According to astronomer Richard Teske, several factors determine how many stars will be visible when you go outside after dark—including your location, the time of year, the weather and the health of your eyes.

“If everything is favorable, you may be able to see 1,500 stars; if conditions are bad, fewer than a hundred stars may greet you,” Teske says. “You can estimate how many stars you will see by determining the brightness of the dimmest stars visible.
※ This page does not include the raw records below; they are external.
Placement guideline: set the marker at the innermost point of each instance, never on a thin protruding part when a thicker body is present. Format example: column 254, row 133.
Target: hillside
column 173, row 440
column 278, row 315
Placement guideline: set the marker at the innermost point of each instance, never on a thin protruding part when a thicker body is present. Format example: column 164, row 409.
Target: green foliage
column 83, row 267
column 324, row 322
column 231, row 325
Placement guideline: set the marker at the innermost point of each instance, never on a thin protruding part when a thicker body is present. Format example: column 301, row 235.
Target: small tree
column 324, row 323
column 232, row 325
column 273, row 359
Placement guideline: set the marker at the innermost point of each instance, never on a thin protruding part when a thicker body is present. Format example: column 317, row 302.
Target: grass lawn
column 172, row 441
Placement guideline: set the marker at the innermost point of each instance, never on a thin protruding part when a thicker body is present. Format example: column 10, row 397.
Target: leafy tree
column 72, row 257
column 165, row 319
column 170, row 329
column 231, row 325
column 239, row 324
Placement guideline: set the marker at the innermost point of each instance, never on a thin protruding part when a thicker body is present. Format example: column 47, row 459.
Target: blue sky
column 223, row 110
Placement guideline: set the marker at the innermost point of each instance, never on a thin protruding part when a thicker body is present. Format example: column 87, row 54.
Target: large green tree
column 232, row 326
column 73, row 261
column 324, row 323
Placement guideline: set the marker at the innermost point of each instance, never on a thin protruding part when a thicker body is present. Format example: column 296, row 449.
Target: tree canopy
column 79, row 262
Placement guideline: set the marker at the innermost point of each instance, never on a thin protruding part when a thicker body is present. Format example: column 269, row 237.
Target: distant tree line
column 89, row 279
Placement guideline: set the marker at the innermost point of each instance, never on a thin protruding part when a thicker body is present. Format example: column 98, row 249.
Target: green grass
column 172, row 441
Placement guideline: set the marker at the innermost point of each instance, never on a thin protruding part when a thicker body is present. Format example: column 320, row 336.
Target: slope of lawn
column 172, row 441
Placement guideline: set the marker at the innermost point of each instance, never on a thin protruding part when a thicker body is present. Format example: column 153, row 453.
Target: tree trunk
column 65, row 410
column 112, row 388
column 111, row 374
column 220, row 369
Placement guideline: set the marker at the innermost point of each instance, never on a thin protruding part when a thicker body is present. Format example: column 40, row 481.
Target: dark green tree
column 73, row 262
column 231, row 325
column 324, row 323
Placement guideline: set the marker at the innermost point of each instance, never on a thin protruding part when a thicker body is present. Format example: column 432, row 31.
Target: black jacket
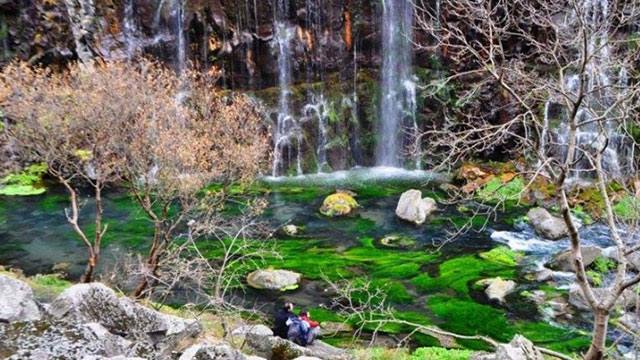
column 280, row 326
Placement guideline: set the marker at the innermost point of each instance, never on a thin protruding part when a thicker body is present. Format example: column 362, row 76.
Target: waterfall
column 319, row 108
column 287, row 133
column 129, row 29
column 591, row 136
column 181, row 56
column 398, row 100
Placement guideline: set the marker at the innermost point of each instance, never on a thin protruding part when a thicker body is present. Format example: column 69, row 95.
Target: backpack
column 298, row 331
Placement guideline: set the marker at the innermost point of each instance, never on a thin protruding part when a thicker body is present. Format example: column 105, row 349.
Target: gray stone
column 220, row 351
column 269, row 279
column 497, row 288
column 16, row 301
column 259, row 329
column 413, row 208
column 563, row 261
column 266, row 346
column 520, row 348
column 96, row 303
column 546, row 225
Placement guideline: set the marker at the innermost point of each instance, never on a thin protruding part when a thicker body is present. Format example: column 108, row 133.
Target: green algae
column 459, row 273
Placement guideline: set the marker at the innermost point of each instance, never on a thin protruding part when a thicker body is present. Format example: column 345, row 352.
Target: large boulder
column 96, row 303
column 339, row 204
column 270, row 279
column 413, row 208
column 16, row 301
column 56, row 339
column 546, row 225
column 563, row 261
column 497, row 288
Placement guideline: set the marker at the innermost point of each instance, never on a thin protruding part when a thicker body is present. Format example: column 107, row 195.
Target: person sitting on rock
column 314, row 326
column 281, row 328
column 298, row 331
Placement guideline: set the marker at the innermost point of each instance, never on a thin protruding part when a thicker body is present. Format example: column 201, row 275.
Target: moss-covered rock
column 25, row 183
column 339, row 204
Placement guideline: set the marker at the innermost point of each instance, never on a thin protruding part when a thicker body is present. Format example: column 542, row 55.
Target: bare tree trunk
column 597, row 348
column 82, row 19
column 152, row 263
column 87, row 277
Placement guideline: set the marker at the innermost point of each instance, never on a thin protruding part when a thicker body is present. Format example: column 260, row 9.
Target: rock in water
column 520, row 348
column 220, row 351
column 546, row 225
column 339, row 204
column 16, row 301
column 497, row 288
column 564, row 261
column 413, row 208
column 274, row 279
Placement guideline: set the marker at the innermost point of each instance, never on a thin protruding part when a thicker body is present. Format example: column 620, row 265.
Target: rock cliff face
column 89, row 321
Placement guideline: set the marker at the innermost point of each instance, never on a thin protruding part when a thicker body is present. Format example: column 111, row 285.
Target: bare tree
column 514, row 60
column 170, row 159
column 65, row 120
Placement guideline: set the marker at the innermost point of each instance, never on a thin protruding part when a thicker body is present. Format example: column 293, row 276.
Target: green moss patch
column 459, row 273
column 627, row 208
column 25, row 183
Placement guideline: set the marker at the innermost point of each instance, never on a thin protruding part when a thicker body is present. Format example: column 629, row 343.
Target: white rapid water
column 397, row 105
column 181, row 56
column 287, row 136
column 130, row 29
column 602, row 87
column 318, row 111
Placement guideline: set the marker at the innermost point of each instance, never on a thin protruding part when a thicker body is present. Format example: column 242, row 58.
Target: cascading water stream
column 287, row 133
column 398, row 100
column 130, row 29
column 600, row 95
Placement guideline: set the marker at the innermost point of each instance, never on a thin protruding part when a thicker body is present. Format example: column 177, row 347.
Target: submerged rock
column 339, row 204
column 497, row 288
column 16, row 301
column 291, row 230
column 546, row 225
column 626, row 301
column 413, row 208
column 520, row 348
column 564, row 261
column 397, row 241
column 273, row 347
column 219, row 351
column 269, row 279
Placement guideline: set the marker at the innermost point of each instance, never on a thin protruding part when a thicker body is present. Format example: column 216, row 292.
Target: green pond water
column 425, row 284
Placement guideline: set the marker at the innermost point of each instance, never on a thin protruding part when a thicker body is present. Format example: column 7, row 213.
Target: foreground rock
column 273, row 347
column 269, row 279
column 546, row 225
column 220, row 351
column 90, row 321
column 564, row 260
column 520, row 348
column 339, row 204
column 497, row 288
column 16, row 301
column 413, row 208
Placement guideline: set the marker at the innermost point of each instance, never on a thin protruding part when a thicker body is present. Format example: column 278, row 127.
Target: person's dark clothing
column 280, row 326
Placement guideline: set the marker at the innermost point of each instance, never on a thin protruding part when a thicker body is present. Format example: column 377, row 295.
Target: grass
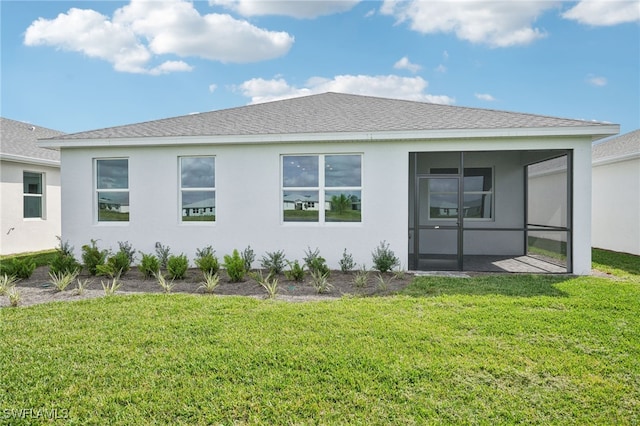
column 493, row 349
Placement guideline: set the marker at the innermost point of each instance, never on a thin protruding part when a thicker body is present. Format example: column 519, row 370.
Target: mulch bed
column 38, row 288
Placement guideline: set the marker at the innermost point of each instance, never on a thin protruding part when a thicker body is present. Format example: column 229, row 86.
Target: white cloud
column 604, row 12
column 597, row 81
column 497, row 24
column 391, row 86
column 405, row 64
column 485, row 97
column 301, row 9
column 141, row 31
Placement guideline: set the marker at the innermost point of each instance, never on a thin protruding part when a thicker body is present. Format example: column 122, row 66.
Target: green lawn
column 488, row 350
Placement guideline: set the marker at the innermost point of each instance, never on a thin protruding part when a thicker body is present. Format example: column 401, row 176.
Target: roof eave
column 595, row 132
column 29, row 160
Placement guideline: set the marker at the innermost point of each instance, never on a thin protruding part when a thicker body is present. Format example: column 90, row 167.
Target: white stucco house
column 445, row 186
column 616, row 193
column 30, row 216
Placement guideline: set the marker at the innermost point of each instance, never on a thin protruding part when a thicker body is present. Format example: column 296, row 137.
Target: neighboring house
column 29, row 189
column 444, row 186
column 616, row 193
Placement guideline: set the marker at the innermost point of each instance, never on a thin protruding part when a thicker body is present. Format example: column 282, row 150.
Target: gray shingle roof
column 618, row 146
column 330, row 113
column 19, row 139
Amateur astronomers call this the `magnitude limit’ of your sky.”

Astronomers—amateur and professional alike—quote the brightnesses of stars in terms of their “magnitudes,” which are given as numbers. “Magnitudes have been used for 2,000 years, because they provide a compact and useful scale of brightness, and because nobody has yet devised something better,” Teske explains.

Using this scale, the average of the 20 brightest stars visible in the northern sky is given a magnitude of 1. Somewhat fainter stars are assigned magnitude 2. Still fainter ones have magnitude 3 and so on. Decimals are allowed. A star intermediate in brightness between magnitudes 2 and 3 might be accorded a magnitude of 2.4. The bigger the number, the fainter the star.

If all is well, the faintest stars visible to your naked eye are about magnitude 6, according to Teske. “This is the limit you can see from a dark location with a transparent atmosphere overhead, after spending at least 15 minutes in the dark getting your eyes adapted to dim light. If you are a smoker, the adaptation time should be increased to 30 minutes,” Teske says. “With a good location and careful dark adaptation, you will see about 1,500 stars filling the night sky. Under extremely favorable mountain top conditions, observers with excellent eyesight might get a magnificent view of about 2,500 stars.”

You can determine the magnitude limit of your sky with some help from stars in the Little Dipper, according to Teske. This constellation can be seen any time, because it is always “up” in the sky, circling around the North Pole of the heavens all night.

This month’s star chart (see attached) is a guide to magnitudes of stars in the Little Dipper. The chart shows the constellation with the North Star in its handle and gives magnitudes of the stars there. “For example, if you can barely pick out the 5.5 magnitude star just inside the bottom corner of the bowl of the Dipper, then your site’s limiting magnitude is 5.5 and about 800 stars are visible overall,” Teske says. “If you can see any of the 6th magnitude stars represented by the smallest dots on the star chart, then l,500 stars are visible.”